Kamonchanok Seeken

Sport
- Country: Thailand
- Sport: Taekwondo
- Weight class: 46 kg, 49 kg

Medal record
Women's taekwondo
Representing Thailand
World Championships
| Silver medal – second place | 2023 Baku | 46 kg |
Asian Championships
| Silver medal – second place | 2024 Da Nang | 46 kg |
SEA Games
| Silver medal – second place | 2025 Thailand | 49 kg |
World University Games
| Bronze medal – third place | 2025 Rhine-Ruhr | 49 kg |

= Kamonchanok Seeken =

Thai taekwondo practitioner

Kamonchanok Seeken (กมลชนก สีเคน; born 19 June 2006) is a taekwondo practitioner from Thailand. She was a silver medalist at the 2023 World Taekwondo Championships.

==Career==
She started in taekwondo when she was three years-old. She started training with the Thai national team when she was 13 years-old. She won the silver medal at the 2022 World Taekwondo Junior Championships in the 49 kg category, in Sofia, Bulgaria in August 2022.

She won the silver medal in the Women's finweight at the 2023 World Taekwondo Championships in Baku as a 17 year-old.

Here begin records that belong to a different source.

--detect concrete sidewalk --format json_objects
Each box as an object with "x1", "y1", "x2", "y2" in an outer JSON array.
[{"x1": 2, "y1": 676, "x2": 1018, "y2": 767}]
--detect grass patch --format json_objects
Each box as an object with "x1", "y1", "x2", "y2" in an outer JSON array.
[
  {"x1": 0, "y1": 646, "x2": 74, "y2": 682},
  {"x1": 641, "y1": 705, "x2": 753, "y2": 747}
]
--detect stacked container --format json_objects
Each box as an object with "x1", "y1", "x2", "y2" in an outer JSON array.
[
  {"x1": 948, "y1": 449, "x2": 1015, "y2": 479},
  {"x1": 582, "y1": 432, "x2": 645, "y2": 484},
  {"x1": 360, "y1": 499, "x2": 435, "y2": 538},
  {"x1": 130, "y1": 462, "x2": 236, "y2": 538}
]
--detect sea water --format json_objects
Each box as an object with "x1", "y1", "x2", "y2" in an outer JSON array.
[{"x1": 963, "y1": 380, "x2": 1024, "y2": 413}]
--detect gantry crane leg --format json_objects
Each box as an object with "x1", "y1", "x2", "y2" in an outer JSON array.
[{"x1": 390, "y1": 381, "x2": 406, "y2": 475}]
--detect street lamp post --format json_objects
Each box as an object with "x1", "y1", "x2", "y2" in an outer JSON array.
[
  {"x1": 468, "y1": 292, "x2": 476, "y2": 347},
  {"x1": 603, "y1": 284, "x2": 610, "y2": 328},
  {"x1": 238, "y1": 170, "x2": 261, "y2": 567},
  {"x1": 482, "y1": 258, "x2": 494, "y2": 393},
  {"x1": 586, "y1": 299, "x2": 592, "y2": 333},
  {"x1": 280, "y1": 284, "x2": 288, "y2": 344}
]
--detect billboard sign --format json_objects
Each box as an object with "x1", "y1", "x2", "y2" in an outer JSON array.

In July 2023, she won bronze at the Muju Taekwondowon 2023 World Taekwondo Grand Prix Challenge.

She was a silver medalist in the Finweight −46 kg category at the 2024 Asian Taekwondo Championships in Da Nang, Vietnam. In November 2024, she won her first championship in the 49 kg category in Zagreb, Croatia. That month, she was announced by Coach Che’, the Thai national taekwondo coach, to be competing at the 2025 World Championships, in place of two-time Olympic gold medalist Panipak Wongpattanakit.

She won the -49 kg division at the 2025 Dutch Open, and 2025 Belgian Open, in March 2025. Seeken was a bronze medalist in the flyweight division at the 2025 Summer World University Games in Germany. Seeken was a silver medalist at the 2025 SEA Games in December, losing to Tachiana Mangin of the Philippines in the 49 kg final.